December 15th, 2009 (01:22 am)

The Scapegoat, written by Pat Mills, starts with the eighth Doctor and Lucie enacting the Doctor-sees-female-companion-in-striking-outofbackground-outfit scene (as undergone by the fourth Doctor and Sarah in Pyramids of Mars, the fifth Doctor and Nyssa in Snakedance, and the ninth Doctor and Rose in The Unquiet Dead) without the whole thing appearing too ritualistic. This script suffers from the plague which many Big Finish productions endure, of lines lifted from old television Doctor Who scripts as if to flag up situations which echo those in old episodes for the slow, or (better) for the listener to imagine the Doctor's reaction. One such is Lucie's "I always dress for the occasion," at which one imagines the Doctor wincing at the memory of his torture by the Master in the TV Movie. However, if I were editing these scripts I'd ban the use of "Doctor, you shall die for this!" as I immediately imagine whoever says it as the Captain from The Pirate Planet, complete with Polyphase Avatron sitting on their shoulder.

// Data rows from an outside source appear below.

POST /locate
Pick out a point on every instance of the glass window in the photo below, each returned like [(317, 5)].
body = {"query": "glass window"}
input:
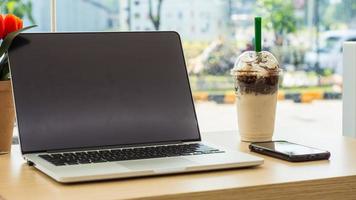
[(305, 36)]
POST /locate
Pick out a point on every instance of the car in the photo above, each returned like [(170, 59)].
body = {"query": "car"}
[(330, 50)]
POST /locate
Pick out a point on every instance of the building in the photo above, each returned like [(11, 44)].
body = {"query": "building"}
[(195, 20)]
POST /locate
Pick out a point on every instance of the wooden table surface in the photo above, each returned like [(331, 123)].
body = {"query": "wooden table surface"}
[(275, 179)]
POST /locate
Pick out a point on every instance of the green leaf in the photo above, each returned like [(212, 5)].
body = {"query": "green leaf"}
[(5, 45)]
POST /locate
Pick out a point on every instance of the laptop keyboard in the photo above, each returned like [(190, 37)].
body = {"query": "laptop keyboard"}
[(112, 155)]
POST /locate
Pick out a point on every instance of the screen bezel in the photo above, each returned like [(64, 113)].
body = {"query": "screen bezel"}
[(119, 145)]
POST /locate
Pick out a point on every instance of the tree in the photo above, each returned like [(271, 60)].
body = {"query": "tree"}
[(278, 15), (155, 19), (19, 8)]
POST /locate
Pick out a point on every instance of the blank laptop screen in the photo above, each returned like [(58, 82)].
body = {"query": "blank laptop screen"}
[(76, 90)]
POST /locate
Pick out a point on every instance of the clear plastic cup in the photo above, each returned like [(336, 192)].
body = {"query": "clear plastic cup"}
[(256, 77)]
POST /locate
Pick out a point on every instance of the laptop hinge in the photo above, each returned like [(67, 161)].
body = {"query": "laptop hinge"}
[(117, 147)]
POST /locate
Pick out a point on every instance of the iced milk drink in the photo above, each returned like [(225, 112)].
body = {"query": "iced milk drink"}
[(256, 77)]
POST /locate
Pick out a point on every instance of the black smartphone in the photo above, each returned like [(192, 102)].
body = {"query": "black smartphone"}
[(289, 151)]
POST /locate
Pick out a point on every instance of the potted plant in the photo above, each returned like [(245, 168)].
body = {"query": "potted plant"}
[(10, 27)]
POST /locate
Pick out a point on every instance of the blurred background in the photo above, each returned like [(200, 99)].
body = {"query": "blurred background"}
[(306, 36)]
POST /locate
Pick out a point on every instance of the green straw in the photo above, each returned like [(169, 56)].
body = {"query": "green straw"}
[(258, 34)]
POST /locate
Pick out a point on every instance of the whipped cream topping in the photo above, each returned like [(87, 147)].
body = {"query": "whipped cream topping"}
[(262, 63)]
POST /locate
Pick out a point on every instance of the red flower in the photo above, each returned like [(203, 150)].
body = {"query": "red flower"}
[(2, 27), (10, 23)]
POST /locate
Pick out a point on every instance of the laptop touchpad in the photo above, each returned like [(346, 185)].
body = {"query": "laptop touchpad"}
[(157, 164)]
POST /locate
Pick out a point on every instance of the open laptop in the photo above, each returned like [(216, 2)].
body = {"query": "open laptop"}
[(94, 106)]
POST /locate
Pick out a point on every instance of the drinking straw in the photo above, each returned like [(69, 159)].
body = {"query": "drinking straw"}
[(258, 34)]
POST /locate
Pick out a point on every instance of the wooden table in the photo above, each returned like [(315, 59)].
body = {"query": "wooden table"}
[(275, 179)]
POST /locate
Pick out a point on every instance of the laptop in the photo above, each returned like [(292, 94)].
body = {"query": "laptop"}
[(93, 106)]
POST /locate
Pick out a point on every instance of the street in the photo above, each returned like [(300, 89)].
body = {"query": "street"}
[(319, 116)]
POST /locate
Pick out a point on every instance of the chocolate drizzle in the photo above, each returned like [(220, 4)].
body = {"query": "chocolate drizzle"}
[(250, 83)]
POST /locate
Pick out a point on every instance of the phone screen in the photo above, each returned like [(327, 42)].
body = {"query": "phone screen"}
[(288, 148)]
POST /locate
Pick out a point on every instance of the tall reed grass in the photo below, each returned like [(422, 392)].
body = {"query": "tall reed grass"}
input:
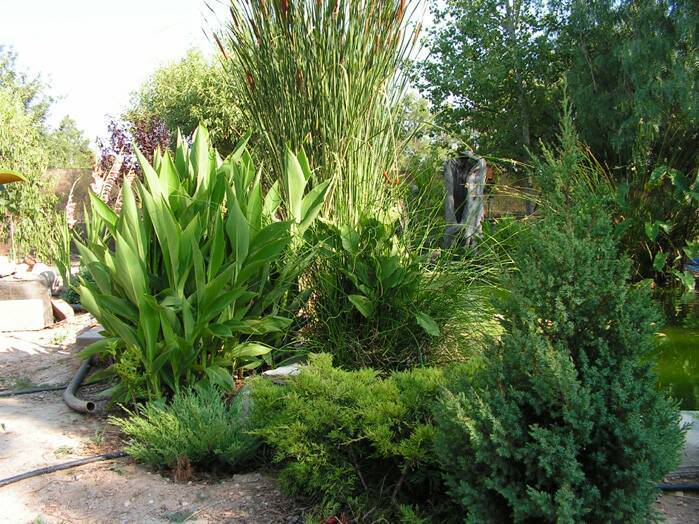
[(325, 76)]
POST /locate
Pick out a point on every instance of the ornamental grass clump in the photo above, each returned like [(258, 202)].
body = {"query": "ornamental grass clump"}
[(191, 278), (353, 441), (563, 421), (325, 76)]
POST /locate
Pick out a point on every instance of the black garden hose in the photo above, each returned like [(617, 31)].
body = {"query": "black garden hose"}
[(59, 467), (687, 486), (39, 389), (73, 402)]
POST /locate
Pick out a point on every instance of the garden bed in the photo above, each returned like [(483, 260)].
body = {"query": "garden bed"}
[(40, 430)]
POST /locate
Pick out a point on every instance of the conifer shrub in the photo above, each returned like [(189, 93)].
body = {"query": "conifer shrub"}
[(351, 441), (198, 429), (563, 422)]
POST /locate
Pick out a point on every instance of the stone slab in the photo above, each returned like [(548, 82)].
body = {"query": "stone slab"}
[(24, 305)]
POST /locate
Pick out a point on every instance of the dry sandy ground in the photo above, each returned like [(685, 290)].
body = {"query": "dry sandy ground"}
[(39, 430)]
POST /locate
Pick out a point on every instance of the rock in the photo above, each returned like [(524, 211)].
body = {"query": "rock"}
[(86, 338), (25, 304), (50, 275), (282, 372), (61, 309), (6, 267)]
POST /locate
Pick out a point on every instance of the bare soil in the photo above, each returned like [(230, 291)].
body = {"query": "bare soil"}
[(38, 430)]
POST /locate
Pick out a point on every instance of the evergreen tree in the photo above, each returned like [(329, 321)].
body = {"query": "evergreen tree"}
[(564, 421)]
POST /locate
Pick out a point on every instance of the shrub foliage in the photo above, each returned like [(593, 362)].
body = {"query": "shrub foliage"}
[(352, 440), (191, 285), (563, 422), (197, 428)]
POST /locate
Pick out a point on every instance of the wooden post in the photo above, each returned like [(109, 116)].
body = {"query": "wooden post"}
[(464, 182)]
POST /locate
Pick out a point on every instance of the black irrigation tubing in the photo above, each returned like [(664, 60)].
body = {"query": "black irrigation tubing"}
[(59, 467), (688, 486), (39, 389)]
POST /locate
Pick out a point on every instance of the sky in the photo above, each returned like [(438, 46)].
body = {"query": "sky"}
[(95, 53)]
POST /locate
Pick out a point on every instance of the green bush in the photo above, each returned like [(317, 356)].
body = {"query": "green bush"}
[(188, 92), (383, 299), (563, 422), (197, 428), (191, 286), (352, 441)]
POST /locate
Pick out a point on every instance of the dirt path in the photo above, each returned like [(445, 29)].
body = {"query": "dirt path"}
[(39, 430)]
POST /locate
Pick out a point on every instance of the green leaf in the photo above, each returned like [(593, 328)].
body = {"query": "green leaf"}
[(295, 185), (249, 349), (220, 376), (272, 200), (238, 231), (363, 304), (659, 260), (427, 323), (652, 229), (106, 345)]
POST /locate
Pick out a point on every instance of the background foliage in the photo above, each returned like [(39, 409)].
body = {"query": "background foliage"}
[(352, 440), (563, 421)]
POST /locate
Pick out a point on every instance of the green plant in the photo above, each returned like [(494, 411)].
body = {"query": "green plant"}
[(383, 298), (191, 286), (352, 441), (563, 421), (198, 426), (188, 92), (325, 76)]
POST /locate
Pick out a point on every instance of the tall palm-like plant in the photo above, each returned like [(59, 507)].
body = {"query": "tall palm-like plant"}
[(325, 76), (190, 284)]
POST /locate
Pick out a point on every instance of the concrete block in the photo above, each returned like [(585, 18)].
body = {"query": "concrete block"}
[(61, 309), (24, 305)]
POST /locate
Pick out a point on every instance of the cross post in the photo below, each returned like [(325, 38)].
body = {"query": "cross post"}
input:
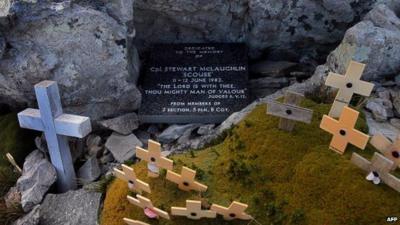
[(56, 126)]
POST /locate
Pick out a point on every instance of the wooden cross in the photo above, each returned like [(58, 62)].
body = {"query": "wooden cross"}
[(154, 158), (379, 167), (289, 111), (348, 85), (193, 211), (343, 131), (134, 222), (186, 180), (146, 203), (387, 148), (56, 126), (235, 211), (128, 174)]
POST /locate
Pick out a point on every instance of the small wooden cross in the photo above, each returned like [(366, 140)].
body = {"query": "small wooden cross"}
[(289, 111), (379, 169), (193, 211), (128, 174), (387, 148), (235, 211), (186, 180), (56, 126), (146, 203), (348, 85), (134, 222), (154, 159), (343, 131)]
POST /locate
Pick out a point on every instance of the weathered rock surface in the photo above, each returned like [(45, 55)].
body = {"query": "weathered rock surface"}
[(32, 218), (292, 27), (72, 208), (124, 124), (37, 176), (374, 41), (89, 171), (83, 49), (123, 147)]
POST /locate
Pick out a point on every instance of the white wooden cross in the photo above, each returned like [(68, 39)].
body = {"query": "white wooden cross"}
[(56, 126), (186, 180), (387, 148), (343, 131), (348, 85), (128, 174), (234, 211), (193, 211), (379, 169)]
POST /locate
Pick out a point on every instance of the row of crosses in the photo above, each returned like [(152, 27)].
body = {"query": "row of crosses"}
[(343, 128), (185, 180)]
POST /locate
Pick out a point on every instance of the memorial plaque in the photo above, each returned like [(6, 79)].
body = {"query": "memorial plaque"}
[(194, 83)]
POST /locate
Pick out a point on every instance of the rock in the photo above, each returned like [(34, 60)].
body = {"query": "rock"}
[(89, 171), (272, 68), (83, 49), (32, 218), (123, 124), (174, 132), (72, 208), (382, 109), (374, 41), (12, 198), (290, 27), (384, 128), (37, 177), (123, 147), (205, 129)]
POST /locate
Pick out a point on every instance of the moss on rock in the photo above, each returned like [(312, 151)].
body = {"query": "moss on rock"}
[(285, 178)]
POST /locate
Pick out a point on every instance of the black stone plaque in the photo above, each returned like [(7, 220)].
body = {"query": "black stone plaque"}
[(194, 83)]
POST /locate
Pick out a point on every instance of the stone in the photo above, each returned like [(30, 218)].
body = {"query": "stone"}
[(381, 109), (194, 83), (72, 208), (50, 37), (123, 147), (32, 218), (205, 129), (56, 126), (12, 198), (89, 171), (174, 132), (272, 68), (124, 124), (374, 41), (38, 176)]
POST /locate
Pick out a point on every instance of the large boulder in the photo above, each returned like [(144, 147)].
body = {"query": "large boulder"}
[(37, 177), (72, 208), (374, 41), (293, 27), (81, 48)]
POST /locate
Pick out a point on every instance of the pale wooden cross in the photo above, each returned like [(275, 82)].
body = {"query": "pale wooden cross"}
[(234, 211), (343, 131), (134, 222), (154, 158), (193, 211), (289, 111), (348, 85), (146, 203), (186, 180), (56, 126), (379, 167), (387, 148), (128, 174)]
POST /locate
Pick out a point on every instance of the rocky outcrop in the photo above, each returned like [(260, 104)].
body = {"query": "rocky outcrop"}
[(83, 49), (290, 28)]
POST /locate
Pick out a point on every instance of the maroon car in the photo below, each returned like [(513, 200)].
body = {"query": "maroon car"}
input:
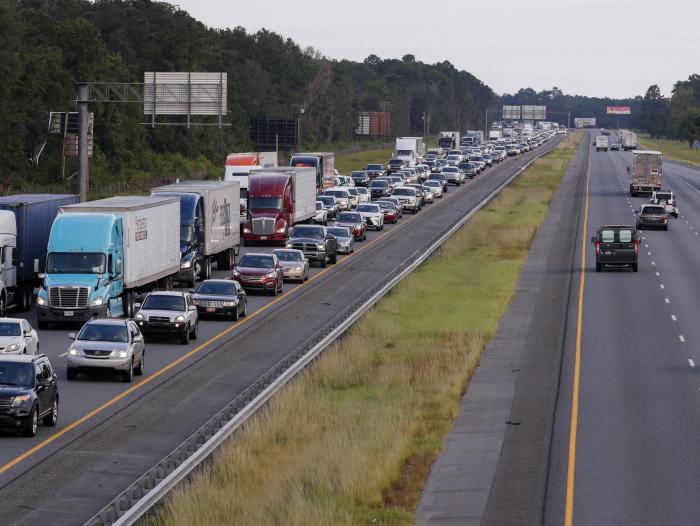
[(260, 272)]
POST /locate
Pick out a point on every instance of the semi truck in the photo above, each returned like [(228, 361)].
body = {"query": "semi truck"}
[(278, 199), (322, 162), (25, 223), (448, 140), (601, 143), (410, 149), (646, 172), (101, 254), (209, 226), (628, 140), (239, 165)]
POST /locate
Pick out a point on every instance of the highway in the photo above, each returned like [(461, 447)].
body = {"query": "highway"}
[(635, 414), (109, 432)]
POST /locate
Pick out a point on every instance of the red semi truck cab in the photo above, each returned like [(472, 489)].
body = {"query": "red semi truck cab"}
[(277, 200)]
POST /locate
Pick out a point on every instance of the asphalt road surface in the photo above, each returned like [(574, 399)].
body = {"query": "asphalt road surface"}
[(637, 452), (110, 433)]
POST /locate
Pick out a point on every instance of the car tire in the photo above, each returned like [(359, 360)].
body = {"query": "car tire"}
[(30, 426), (51, 419), (128, 376)]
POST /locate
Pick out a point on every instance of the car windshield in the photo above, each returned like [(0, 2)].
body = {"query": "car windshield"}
[(349, 217), (164, 302), (75, 263), (258, 203), (257, 260), (104, 332), (307, 231), (17, 374), (224, 288), (10, 329), (339, 231), (289, 255)]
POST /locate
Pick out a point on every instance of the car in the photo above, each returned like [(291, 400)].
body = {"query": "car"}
[(321, 216), (372, 215), (329, 203), (106, 345), (391, 213), (17, 336), (435, 187), (260, 272), (346, 241), (354, 222), (220, 296), (360, 177), (409, 198), (652, 216), (615, 246), (667, 199), (315, 242), (294, 265), (168, 313), (28, 393), (380, 188)]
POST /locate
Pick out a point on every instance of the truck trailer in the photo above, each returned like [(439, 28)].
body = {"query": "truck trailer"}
[(102, 253), (278, 199), (209, 226), (25, 223)]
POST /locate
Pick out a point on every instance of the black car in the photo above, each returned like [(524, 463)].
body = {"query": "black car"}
[(221, 296), (28, 393), (360, 178), (379, 188), (616, 246)]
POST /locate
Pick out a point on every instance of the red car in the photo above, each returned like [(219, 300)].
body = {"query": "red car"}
[(391, 214), (353, 221), (260, 272)]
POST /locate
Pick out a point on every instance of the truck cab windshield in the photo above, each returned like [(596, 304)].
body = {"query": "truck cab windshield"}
[(75, 263)]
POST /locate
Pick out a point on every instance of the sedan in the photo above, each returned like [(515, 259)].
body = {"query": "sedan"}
[(220, 296), (354, 222), (109, 345), (294, 265), (346, 241)]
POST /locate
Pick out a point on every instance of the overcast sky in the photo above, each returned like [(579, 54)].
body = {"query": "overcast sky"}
[(615, 48)]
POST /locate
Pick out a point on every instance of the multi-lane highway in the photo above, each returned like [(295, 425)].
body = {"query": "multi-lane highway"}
[(109, 433), (625, 446)]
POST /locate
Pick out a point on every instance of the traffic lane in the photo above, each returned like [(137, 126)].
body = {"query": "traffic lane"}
[(144, 430)]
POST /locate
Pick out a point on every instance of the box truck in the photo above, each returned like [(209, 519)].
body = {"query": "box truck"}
[(102, 253), (646, 172), (209, 226), (25, 223), (278, 199)]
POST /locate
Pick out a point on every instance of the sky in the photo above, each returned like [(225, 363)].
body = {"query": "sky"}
[(613, 48)]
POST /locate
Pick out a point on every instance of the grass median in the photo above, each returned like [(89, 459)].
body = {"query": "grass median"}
[(352, 439)]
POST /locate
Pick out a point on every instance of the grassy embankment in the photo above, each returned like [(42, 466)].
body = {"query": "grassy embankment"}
[(672, 150), (351, 441)]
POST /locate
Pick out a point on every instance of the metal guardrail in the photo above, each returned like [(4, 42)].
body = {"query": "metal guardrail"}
[(133, 503)]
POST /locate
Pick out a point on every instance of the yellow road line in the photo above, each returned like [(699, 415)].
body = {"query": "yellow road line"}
[(569, 511)]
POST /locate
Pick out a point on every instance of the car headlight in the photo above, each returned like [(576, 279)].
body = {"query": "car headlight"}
[(19, 400)]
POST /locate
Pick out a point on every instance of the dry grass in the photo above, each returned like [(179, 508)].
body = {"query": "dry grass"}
[(352, 439)]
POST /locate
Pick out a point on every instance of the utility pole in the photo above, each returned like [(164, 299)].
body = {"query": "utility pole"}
[(83, 115)]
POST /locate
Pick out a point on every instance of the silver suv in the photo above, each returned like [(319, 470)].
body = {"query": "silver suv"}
[(106, 345), (169, 313)]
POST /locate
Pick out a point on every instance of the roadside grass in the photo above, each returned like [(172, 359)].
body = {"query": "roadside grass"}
[(351, 441), (672, 150)]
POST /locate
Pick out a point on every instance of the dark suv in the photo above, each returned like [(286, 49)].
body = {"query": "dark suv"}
[(28, 392), (617, 246)]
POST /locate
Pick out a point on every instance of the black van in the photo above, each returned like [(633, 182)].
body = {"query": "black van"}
[(616, 245)]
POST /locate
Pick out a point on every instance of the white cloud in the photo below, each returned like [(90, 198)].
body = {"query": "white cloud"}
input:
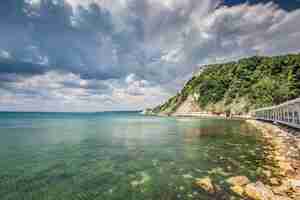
[(152, 49)]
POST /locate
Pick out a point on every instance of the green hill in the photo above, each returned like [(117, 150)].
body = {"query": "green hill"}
[(240, 86)]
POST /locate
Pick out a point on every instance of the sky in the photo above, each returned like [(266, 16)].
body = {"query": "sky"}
[(101, 55)]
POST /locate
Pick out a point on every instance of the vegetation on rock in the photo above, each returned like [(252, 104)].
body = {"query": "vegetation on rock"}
[(240, 86)]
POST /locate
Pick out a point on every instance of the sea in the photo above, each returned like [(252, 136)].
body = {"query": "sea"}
[(122, 156)]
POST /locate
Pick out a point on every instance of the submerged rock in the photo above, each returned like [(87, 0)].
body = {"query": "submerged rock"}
[(238, 189), (206, 184), (258, 191), (238, 181)]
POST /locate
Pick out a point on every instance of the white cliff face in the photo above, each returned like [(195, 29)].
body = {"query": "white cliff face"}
[(188, 106)]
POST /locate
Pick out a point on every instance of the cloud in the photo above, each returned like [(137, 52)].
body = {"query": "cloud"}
[(127, 53)]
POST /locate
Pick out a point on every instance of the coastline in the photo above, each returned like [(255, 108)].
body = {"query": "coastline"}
[(282, 154), (281, 172)]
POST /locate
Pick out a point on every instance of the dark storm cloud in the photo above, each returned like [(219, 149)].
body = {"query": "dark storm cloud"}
[(52, 32), (284, 4), (135, 53)]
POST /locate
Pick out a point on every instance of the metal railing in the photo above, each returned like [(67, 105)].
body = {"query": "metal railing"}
[(287, 113)]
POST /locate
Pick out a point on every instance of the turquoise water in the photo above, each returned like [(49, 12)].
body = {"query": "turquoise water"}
[(121, 156)]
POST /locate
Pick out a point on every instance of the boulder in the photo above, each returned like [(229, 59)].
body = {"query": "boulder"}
[(206, 184), (238, 180), (258, 191), (237, 189)]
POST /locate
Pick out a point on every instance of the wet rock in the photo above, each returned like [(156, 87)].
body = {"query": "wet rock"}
[(238, 180), (295, 184), (267, 173), (281, 198), (237, 190), (206, 184), (258, 191), (274, 181)]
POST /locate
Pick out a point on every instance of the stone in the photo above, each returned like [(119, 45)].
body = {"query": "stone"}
[(277, 197), (258, 191), (274, 181), (206, 184), (295, 184), (238, 180), (267, 173), (237, 189)]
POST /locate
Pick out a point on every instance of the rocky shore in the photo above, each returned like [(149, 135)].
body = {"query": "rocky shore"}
[(280, 176)]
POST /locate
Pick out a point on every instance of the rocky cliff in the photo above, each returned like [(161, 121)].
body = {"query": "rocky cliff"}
[(238, 87)]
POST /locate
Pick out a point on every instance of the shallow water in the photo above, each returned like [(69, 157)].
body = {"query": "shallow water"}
[(121, 156)]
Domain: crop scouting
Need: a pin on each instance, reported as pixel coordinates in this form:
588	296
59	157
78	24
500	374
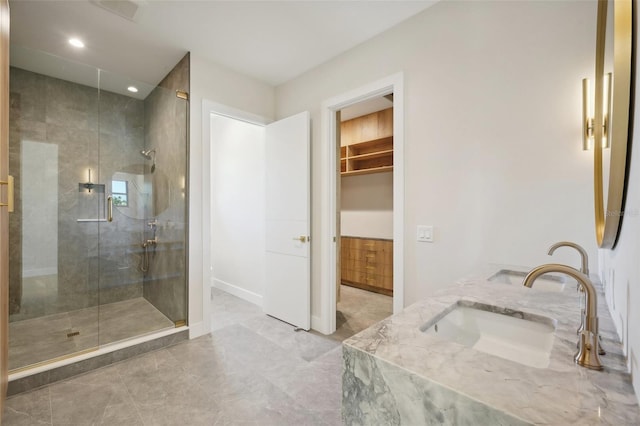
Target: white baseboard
197	330
29	273
240	292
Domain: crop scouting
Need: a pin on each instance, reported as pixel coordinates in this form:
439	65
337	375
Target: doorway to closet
364	289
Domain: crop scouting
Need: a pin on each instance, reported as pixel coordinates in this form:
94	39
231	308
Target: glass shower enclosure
98	235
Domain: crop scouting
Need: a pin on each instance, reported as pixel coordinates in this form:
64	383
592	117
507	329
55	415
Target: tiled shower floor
251	370
44	338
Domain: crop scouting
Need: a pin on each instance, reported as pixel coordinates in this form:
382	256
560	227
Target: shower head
150	154
147	154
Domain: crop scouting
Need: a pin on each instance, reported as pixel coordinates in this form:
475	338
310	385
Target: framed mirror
614	48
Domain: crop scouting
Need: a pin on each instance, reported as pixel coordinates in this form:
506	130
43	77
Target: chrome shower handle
110	208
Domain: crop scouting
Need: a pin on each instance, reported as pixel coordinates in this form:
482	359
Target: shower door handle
109	208
9	203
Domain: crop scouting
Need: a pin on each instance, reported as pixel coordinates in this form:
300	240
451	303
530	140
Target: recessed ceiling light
76	42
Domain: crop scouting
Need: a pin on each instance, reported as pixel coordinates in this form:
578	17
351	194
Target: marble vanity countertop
563	393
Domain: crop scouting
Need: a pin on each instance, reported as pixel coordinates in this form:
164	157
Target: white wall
619	268
366	205
211	82
492	130
238	203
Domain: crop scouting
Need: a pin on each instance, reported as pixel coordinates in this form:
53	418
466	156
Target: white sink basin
544	283
497	331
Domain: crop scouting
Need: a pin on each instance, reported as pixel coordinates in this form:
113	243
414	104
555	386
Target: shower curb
64	372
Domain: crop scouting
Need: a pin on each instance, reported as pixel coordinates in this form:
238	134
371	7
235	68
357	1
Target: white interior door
287	293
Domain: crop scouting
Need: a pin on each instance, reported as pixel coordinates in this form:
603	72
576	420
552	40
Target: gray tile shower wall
166	119
76	128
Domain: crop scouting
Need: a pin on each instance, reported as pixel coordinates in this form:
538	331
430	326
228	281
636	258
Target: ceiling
272	41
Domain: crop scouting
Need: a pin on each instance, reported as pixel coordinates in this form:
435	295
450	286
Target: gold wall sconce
588	120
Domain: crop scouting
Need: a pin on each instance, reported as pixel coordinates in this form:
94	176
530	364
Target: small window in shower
120	193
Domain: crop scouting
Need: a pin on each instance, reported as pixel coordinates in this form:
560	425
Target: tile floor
251	370
44	338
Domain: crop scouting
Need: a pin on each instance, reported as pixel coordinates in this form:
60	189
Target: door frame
326	322
210	107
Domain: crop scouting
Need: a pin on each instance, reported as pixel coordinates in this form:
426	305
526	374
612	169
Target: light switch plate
425	234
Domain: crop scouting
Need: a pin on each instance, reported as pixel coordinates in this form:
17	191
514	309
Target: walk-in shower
98	236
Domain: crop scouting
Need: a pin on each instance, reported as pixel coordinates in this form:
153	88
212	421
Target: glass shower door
53	237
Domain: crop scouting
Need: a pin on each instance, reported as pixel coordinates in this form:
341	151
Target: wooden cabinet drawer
367	263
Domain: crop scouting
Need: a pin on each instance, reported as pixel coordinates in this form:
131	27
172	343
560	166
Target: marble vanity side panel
166	118
377	392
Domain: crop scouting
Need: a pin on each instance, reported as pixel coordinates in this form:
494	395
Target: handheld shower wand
150	154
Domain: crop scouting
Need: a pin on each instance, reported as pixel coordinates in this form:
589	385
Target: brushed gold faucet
584	268
587	355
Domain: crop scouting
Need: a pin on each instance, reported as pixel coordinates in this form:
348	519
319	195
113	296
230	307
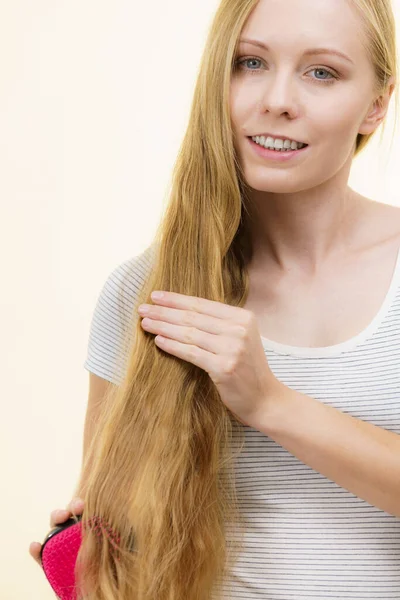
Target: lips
250	137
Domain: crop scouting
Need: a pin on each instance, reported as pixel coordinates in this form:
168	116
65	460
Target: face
321	99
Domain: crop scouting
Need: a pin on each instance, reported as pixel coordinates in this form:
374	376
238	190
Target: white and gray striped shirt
306	537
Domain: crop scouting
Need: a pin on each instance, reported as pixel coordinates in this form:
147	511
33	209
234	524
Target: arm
358	456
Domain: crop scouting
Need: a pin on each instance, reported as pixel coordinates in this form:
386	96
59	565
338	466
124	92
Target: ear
378	110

The Scapegoat is a claustrophobic story, and for all its alleged setting in World War Two occupied Paris, the presence of a technologically-advanced goat-like race fetishizing theatrical stage machinery, fairground rides and medieval torture equipment left me with little more than a generic steampunk setting. Casting Clifford Rose as a Gestapo leader does not Secret Army make. The story takes a bleak view of existence, with Lucie all but forced to concede that within all species there are only hunters and prey, those who make things happen and those who are victims of events; but the Doctor identifies himself as a scapegoat and exile who has reinvented himself after being cast into "the deserts of time" by his own people. We may be in the darkness and only able to see pinpricks of light; but those pinpricks are entire worlds. Unfortunately the rest of us don't have the Doctor's regenerative powers, and the emphasis on these in his supposedly uplifting speech renders it somewhat pointless. The Scapegoat might get lost along the way, and the Doctor does seem to have lost count of his regenerations - if he has changed eight times, then surely this should be Christopher Eccleston delivering these lines, not Paul McGann - but it tries to do something different. What a pity it never focuses.